Waltman v. United States, 618 F. Supp. 718 (M.D. Fla. 1985)

U.S. District Court for the Middle District of Florida - 618 F. Supp. 718 (M.D. Fla. 1985)
August 14, 1985

618 F. Supp. 718 (1985)

Ralph WALTMAN, Plaintiff,
UNITED STATES of America, Defendant.

No. 84-1649 Civ-T-10.

United States District Court, M.D. Florida, Tampa Division.

August 14, 1985.

*719 William Kalish and Edward C. LaRose, Trenam, Simmons, Kemker, Scharf, Barkin, Frye & O'Neill, Tampa, Fla., for plaintiff.

Alice J. Davis, Trial Atty., Tax Div., Office of Special Litigation, Dept. of Justice, Washington, D.C., for defendant.


HODGES, Chief Judge.

The parties have filed cross-motions for partial summary judgment. This is a civil action for a refund of $5,400.00 the Plaintiff has paid on a $36,000.00 penalty assessed against him by the Internal Revenue Service pursuant to Title 26, U.S.C. § 6700.

The issue before the Court is one of statutory construction. Section 6700 provides, in pertinent part:

Any person who organizes ... or participates in the sale of any interest in an entity or plan or arrangement ... and ... makes or furnishes (in connection with such organization or sale) ... a gross valuation overstatement as to any material matter, shall pay a penalty equal to the greater of $1,000 or 10 percent of the gross income derived or to be derived by such person from such activity. (Emphasis added.)[1]

The Plaintiff asserts that since the gross income, as determined by the IRS, derived by him in connection with this investment scheme was $31,125.00, the maximum penalty which could be assessed against him is $3,112.50 (10% of $31,125.00).[2] The Defendant claims that the Plaintiff's motion is incorrect for two reasons. First, the Defendant claims that the Plaintiff's figure of $31,125.00 is incorrect. Second, the Defendant claims that Section 6700 should be construed as allowing the penalty provision to be applicable to each individual sale of an interest in the tax shelter rather than being applicable only against the total income derived from the cumulative tax shelter activities.[3]

When construing a statute, the plain meaning of the words is to be used. Griffin v. Oceanic Contractors, Inc., 458 U.S. 564, 102 S. Ct. 3245, 73 L. Ed. 2d 973 (1981). "Our task is to give effect to the will of Congress, and where its will has been expressed in reasonably plain terms, that language must ordinarily be regarded *720 as conclusive." Id. at 571, 102 S. Ct. at 3250 (citations omitted).
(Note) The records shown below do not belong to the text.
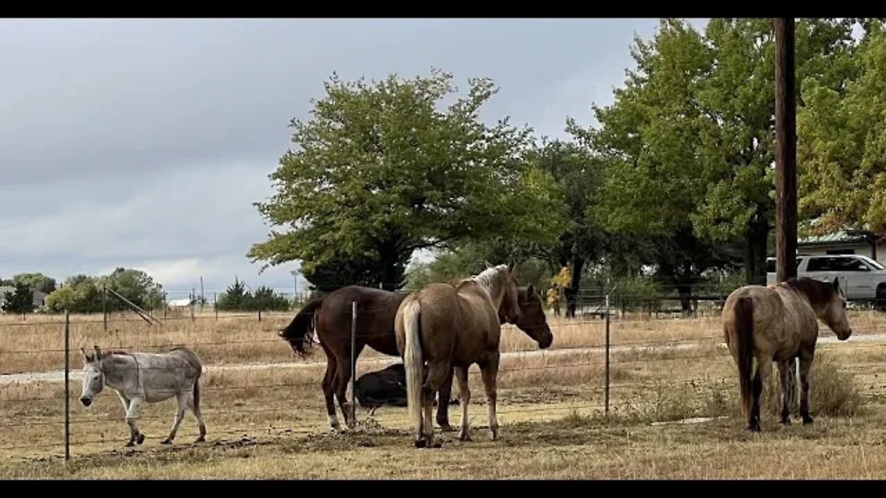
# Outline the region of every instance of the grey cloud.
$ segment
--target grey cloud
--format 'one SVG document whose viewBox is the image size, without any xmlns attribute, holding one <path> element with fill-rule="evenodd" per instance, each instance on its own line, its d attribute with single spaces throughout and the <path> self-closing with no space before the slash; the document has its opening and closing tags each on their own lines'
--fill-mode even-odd
<svg viewBox="0 0 886 498">
<path fill-rule="evenodd" d="M 462 89 L 490 76 L 501 92 L 485 119 L 563 136 L 567 115 L 589 123 L 591 102 L 611 100 L 634 32 L 657 24 L 0 20 L 0 276 L 142 265 L 176 286 L 237 273 L 288 288 L 295 263 L 259 276 L 245 257 L 268 230 L 252 203 L 333 72 L 439 67 Z"/>
</svg>

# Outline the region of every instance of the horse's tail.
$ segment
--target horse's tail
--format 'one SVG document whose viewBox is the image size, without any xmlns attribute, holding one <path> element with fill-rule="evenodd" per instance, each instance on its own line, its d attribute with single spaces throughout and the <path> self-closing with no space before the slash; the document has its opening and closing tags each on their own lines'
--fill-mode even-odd
<svg viewBox="0 0 886 498">
<path fill-rule="evenodd" d="M 403 309 L 403 327 L 406 332 L 406 346 L 403 352 L 403 366 L 406 368 L 406 399 L 409 411 L 409 420 L 420 437 L 422 429 L 422 388 L 424 384 L 424 361 L 422 358 L 421 307 L 418 300 L 407 303 Z"/>
<path fill-rule="evenodd" d="M 735 301 L 735 338 L 738 346 L 738 384 L 742 390 L 742 407 L 750 414 L 751 370 L 754 360 L 754 301 L 738 298 Z"/>
<path fill-rule="evenodd" d="M 311 300 L 299 310 L 289 325 L 280 331 L 280 337 L 292 345 L 299 354 L 304 354 L 307 349 L 307 346 L 314 342 L 311 338 L 314 332 L 312 326 L 314 315 L 316 315 L 323 302 L 323 297 Z"/>
</svg>

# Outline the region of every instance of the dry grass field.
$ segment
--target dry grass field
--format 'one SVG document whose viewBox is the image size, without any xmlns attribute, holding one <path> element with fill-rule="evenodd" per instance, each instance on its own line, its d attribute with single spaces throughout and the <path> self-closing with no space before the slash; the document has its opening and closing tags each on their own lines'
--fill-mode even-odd
<svg viewBox="0 0 886 498">
<path fill-rule="evenodd" d="M 807 479 L 878 478 L 886 464 L 886 315 L 852 312 L 855 336 L 835 344 L 822 327 L 813 366 L 815 424 L 777 424 L 774 384 L 764 393 L 764 432 L 744 431 L 737 379 L 717 317 L 610 323 L 610 411 L 604 400 L 603 322 L 550 318 L 555 342 L 534 343 L 506 326 L 499 377 L 498 441 L 490 441 L 478 370 L 470 370 L 473 441 L 439 433 L 443 447 L 416 450 L 405 409 L 358 409 L 356 429 L 329 428 L 320 389 L 325 358 L 295 358 L 276 337 L 292 314 L 198 313 L 148 326 L 132 315 L 72 316 L 71 453 L 64 454 L 64 369 L 58 316 L 0 317 L 0 478 L 4 479 Z M 77 401 L 76 349 L 195 349 L 207 441 L 194 444 L 187 413 L 171 447 L 159 444 L 175 401 L 146 405 L 144 445 L 124 448 L 128 429 L 105 389 L 89 409 Z M 398 361 L 365 351 L 359 373 Z M 18 374 L 18 375 L 10 375 Z M 457 391 L 457 389 L 455 389 Z M 689 424 L 686 419 L 710 417 Z M 450 407 L 457 424 L 461 408 Z M 748 463 L 752 462 L 752 463 Z"/>
</svg>

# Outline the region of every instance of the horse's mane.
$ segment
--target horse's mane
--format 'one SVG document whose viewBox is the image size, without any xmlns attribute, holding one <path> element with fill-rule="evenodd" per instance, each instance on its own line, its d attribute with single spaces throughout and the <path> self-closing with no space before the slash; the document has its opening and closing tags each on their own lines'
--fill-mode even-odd
<svg viewBox="0 0 886 498">
<path fill-rule="evenodd" d="M 786 280 L 784 284 L 794 291 L 802 292 L 809 299 L 810 304 L 814 307 L 827 305 L 834 299 L 834 294 L 836 292 L 833 284 L 808 276 L 800 278 L 792 276 Z"/>
<path fill-rule="evenodd" d="M 111 356 L 112 354 L 129 354 L 128 351 L 123 351 L 122 349 L 109 349 L 107 351 L 102 351 L 98 354 L 97 360 L 99 361 L 104 360 L 108 356 Z M 95 361 L 97 359 L 96 354 L 95 353 L 87 354 L 86 359 L 89 360 L 89 362 Z"/>
<path fill-rule="evenodd" d="M 484 289 L 492 288 L 493 284 L 495 283 L 495 279 L 499 277 L 502 270 L 508 269 L 508 265 L 498 265 L 492 268 L 487 268 L 486 269 L 480 272 L 479 275 L 475 275 L 470 278 L 465 280 L 470 280 L 476 282 Z M 462 281 L 463 283 L 464 281 Z"/>
</svg>

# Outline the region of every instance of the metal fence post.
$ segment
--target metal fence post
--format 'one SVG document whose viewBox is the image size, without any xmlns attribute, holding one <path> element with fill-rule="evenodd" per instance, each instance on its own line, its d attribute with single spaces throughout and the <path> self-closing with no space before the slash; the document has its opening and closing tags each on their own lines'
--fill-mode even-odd
<svg viewBox="0 0 886 498">
<path fill-rule="evenodd" d="M 108 312 L 105 302 L 108 300 L 107 285 L 102 285 L 102 321 L 105 323 L 105 331 L 108 331 Z"/>
<path fill-rule="evenodd" d="M 71 370 L 71 321 L 65 310 L 65 460 L 71 459 L 71 386 L 68 385 Z"/>
<path fill-rule="evenodd" d="M 606 391 L 605 413 L 609 415 L 609 292 L 606 293 Z"/>
<path fill-rule="evenodd" d="M 357 379 L 357 301 L 351 302 L 351 422 L 357 423 L 357 406 L 354 402 Z"/>
</svg>

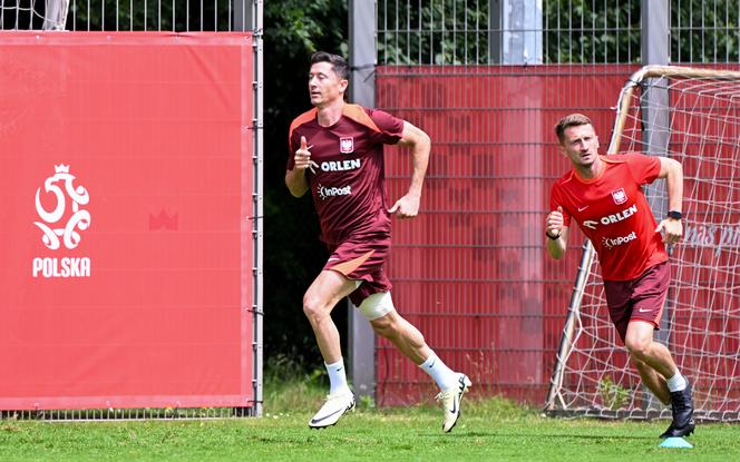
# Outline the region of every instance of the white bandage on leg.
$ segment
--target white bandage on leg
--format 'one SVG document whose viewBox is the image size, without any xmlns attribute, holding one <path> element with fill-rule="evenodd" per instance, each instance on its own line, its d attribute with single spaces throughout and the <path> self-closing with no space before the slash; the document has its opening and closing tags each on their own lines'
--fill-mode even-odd
<svg viewBox="0 0 740 462">
<path fill-rule="evenodd" d="M 390 292 L 378 292 L 363 299 L 359 309 L 368 321 L 373 321 L 387 315 L 396 307 L 393 306 L 393 299 L 390 297 Z"/>
</svg>

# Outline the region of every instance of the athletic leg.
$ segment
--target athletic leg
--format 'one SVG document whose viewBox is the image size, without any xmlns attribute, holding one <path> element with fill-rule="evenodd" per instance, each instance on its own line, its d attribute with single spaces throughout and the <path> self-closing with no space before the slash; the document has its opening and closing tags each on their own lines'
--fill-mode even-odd
<svg viewBox="0 0 740 462">
<path fill-rule="evenodd" d="M 356 288 L 356 281 L 348 279 L 340 273 L 324 269 L 303 296 L 303 313 L 311 323 L 319 350 L 327 364 L 335 363 L 342 357 L 339 331 L 331 318 L 331 311 L 340 299 Z"/>
<path fill-rule="evenodd" d="M 673 421 L 661 436 L 685 436 L 693 432 L 695 425 L 691 385 L 679 372 L 668 347 L 653 341 L 653 331 L 654 326 L 650 323 L 631 322 L 627 326 L 625 345 L 631 357 L 653 370 L 654 373 L 646 373 L 648 381 L 645 381 L 643 371 L 637 368 L 645 385 L 651 389 L 655 396 L 665 402 L 664 389 L 668 389 L 670 393 Z"/>
<path fill-rule="evenodd" d="M 354 395 L 347 385 L 339 331 L 331 318 L 331 311 L 356 287 L 357 282 L 341 274 L 322 271 L 303 296 L 303 313 L 313 328 L 330 381 L 325 403 L 309 421 L 309 426 L 313 429 L 334 425 L 347 411 L 354 407 Z"/>
<path fill-rule="evenodd" d="M 363 314 L 373 312 L 369 311 L 364 303 L 361 305 L 361 311 Z M 372 314 L 369 317 L 372 317 Z M 441 390 L 437 399 L 442 402 L 442 431 L 450 432 L 460 416 L 460 400 L 471 386 L 468 376 L 451 371 L 427 345 L 421 332 L 396 309 L 390 309 L 380 317 L 371 318 L 370 324 L 378 335 L 388 338 L 398 351 L 435 380 Z"/>
</svg>

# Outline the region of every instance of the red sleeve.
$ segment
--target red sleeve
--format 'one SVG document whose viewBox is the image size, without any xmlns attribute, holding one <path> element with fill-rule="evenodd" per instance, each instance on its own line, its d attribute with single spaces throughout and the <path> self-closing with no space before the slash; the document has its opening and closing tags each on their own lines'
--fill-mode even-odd
<svg viewBox="0 0 740 462">
<path fill-rule="evenodd" d="M 380 109 L 368 109 L 368 115 L 380 130 L 380 142 L 395 145 L 403 137 L 403 120 Z"/>
<path fill-rule="evenodd" d="M 658 156 L 627 153 L 624 157 L 632 177 L 640 185 L 653 183 L 661 173 L 661 159 Z"/>
<path fill-rule="evenodd" d="M 568 209 L 565 207 L 559 186 L 559 181 L 555 183 L 549 191 L 549 210 L 554 212 L 558 206 L 563 207 L 563 226 L 571 227 L 571 214 L 568 214 Z"/>
</svg>

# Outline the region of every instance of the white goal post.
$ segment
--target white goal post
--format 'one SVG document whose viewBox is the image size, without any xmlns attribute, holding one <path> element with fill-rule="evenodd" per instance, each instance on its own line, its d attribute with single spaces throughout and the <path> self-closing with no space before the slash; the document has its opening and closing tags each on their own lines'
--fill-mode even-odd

The penalty provision of Section 6700 provides for a maximum penalty of the greater of $1,000.00 or 10% of the gross income derived from such "activity." The prohibited "activity" is the sale of an "interest" in a tax shelter. In this case, the Plaintiff is alleged to have sold thirty (30) prohibited "interests" to investors in a fraudulent tax shelter. Therefore, under the plain meaning of the statute, the Plaintiff could be assessed the greater of $1,000.00 or 10% of gross income derived from each "sale" of the prohibited interests.

Accordingly, the Plaintiff's motion for partial summary judgment is DENIED and the Defendant's motion for partial summary judgment is GRANTED.[4]



[1] This code section was revised by the Tax Reform Act of 1984 and the percentage penalty was increased from 10% to 20%.

[2] The figure of $31,125.00 represents the amount the government, in response to the Plaintiff's interrogatories, stated as the total commission received by the Plaintiff. (Exhibit A attached to the Plaintiff's motion).

[3] The IRS initially assessed a penalty of $36,000.00 against the Plaintiff on the basis of thirty-six (36) investors being involved in the scheme. ($1,000.00 × 36 "sales" transactions = $36,000.00). However, the United States now concedes that the penalty should be no more than $30,000.00. ($1,000.00 × 30 "sales" transactions = $30,000.00).

[4] The issue raised by the Government of whether it has "admitted" the gross income derived by the Plaintiff need not be reached at this time.